Keevon, a high school senior from Rhode Island, had been clashing with his mother when he created the collage in art class.

"He turned 17 and thought he was grown," his mother, Kinya Howard, said.

But the two still had a formidable connection, said her son. That is represented in his mixed-media artwork, with its image of a mother and child nestled among light and dark magazine clippings.

"This is supposed to be me and my mother, and positivity and negativity in the world," said Keevon, who has been diagnosed with bipolar disorder and struggles with behavioral issues, according to his mother. "And that nothing in the world can break the bond."

Keevon's artwork is on display at the U.S. Education Department in Washington, part of an exhibit that showcases pieces created by young people with disabilities. The exhibit, which opened last week, includes more than a dozen ­pieces created by young artists from five countries.

"It's amazing," Keevon said when asked what it was like to see his work displayed.

The exhibit includes a colorful painting of a fish's head with reddish-orange scales and bright-pink fish lips. There's also a jaunty picture of a girl, a blue-and-yellow bow in her hair, a clutch of other people at her side. The artist, a 17-year-old girl in South Korea, titled the work "I Exist Because of My Family."

"Art connects us," Kimberly Richey, acting assistant secretary for special education and rehabilitative services in the Education Department, told a crowd that gathered for the exhibit opening. "Art allows us to celebrate, it cultivates our connections with each other. It's therapeutic for some. Through art, we know that we can dream and we can dare, and we can surpass our limits and we can grow as individuals."

The show is expected to remain at department headquarters, on Maryland Avenue SW, until the end of December. The agency's ground-floor lobby regularly welcomes art exhibitions, and the one that opened last week is accessible to members of the public who have an escort.

"Here at the department, our lives are changed every time we have an opening and talk to students about their work," said ­Jackye Zimmermann, co-founder and director of the department's student art exhibit program and director of editorial policy and publications.

When a show comes down, Zimmermann said, she gets phone calls from employees who explain that there is a piece they need to see before starting their day. For these staff members, the art serves as a reminder that what they do at the department has an impact, she said.

"Believe me," she said, "the artwork here changes our lives every day."

As the exhibit opened, Keevon and other students, parents and educators discussed the role of the arts and what they can offer. The group included 12-year-old Jaden Blackmoore, a seventh-grader at the District's School Without Walls at ­Francis-Stevens.

His work was not included in the show, but he spoke about what the arts mean to him, about how he used to be more interested in music and then got into drawing.

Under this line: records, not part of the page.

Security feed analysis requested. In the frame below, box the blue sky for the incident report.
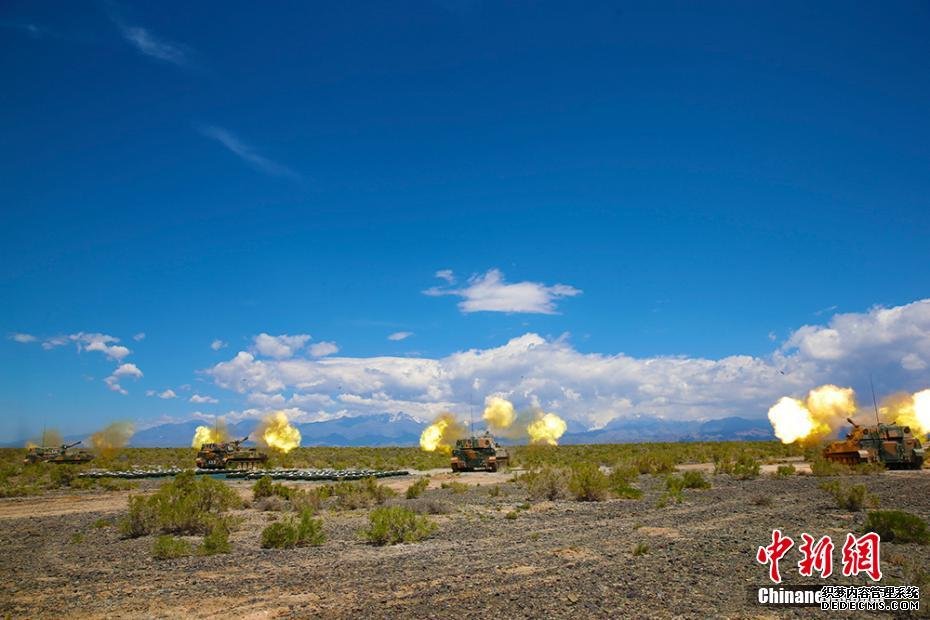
[0,0,930,438]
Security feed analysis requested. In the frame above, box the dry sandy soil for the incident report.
[0,462,930,618]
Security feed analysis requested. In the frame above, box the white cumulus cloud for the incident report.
[423,269,582,314]
[190,394,220,404]
[309,342,339,357]
[103,363,142,395]
[206,300,930,427]
[252,333,310,359]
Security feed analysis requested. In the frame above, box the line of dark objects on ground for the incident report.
[78,467,409,480]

"What I found out is, you can draw a whole world from your mind, straight onto paper," Jaden said. "You can make it 3-D, 2-D, even 4-D. I don't know if that's possible — it may be."

Keevon told the crowd that he uses art to express his feelings, because he can't really do that in other ways. Art, he said, opens a door.

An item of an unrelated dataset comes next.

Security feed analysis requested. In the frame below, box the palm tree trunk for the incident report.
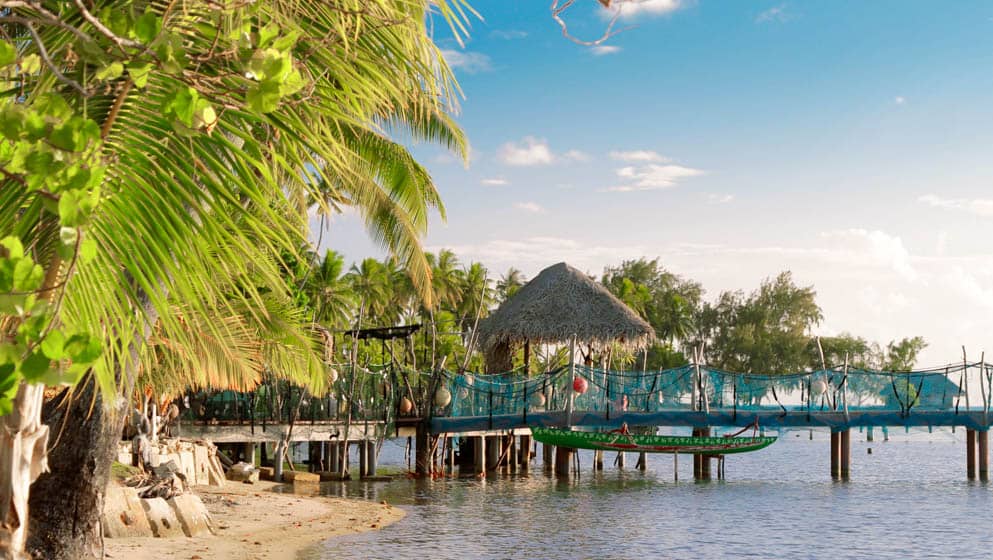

"My art teacher, she basically gives us the supplies and tells us to express our feelings," he said. "There's only one rule — don't erase. Because in life, you have to deal with your problems. So whatever you put on the paper is what you deal with."

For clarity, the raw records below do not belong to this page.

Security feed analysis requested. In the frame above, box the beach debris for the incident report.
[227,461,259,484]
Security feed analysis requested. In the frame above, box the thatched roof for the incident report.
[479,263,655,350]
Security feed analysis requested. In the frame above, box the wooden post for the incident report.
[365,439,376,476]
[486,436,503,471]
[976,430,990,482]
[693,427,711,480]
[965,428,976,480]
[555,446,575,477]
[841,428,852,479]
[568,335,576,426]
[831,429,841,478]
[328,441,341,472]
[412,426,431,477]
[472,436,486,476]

The works included in the exhibit were selected by VSA, an international organization on arts and disability at the Kennedy Center.

"The arts are a powerful tool for everybody," said Mario Rossero, senior vice president of education at the Kennedy Center. "No matter who you are."

Rossero isn't really allowed to have a favorite work of art in the exhibit, he said. But he mentioned Keevon and what the teen had said on the panel.

"This is the one that I'm going to leave thinking about," Rossero said.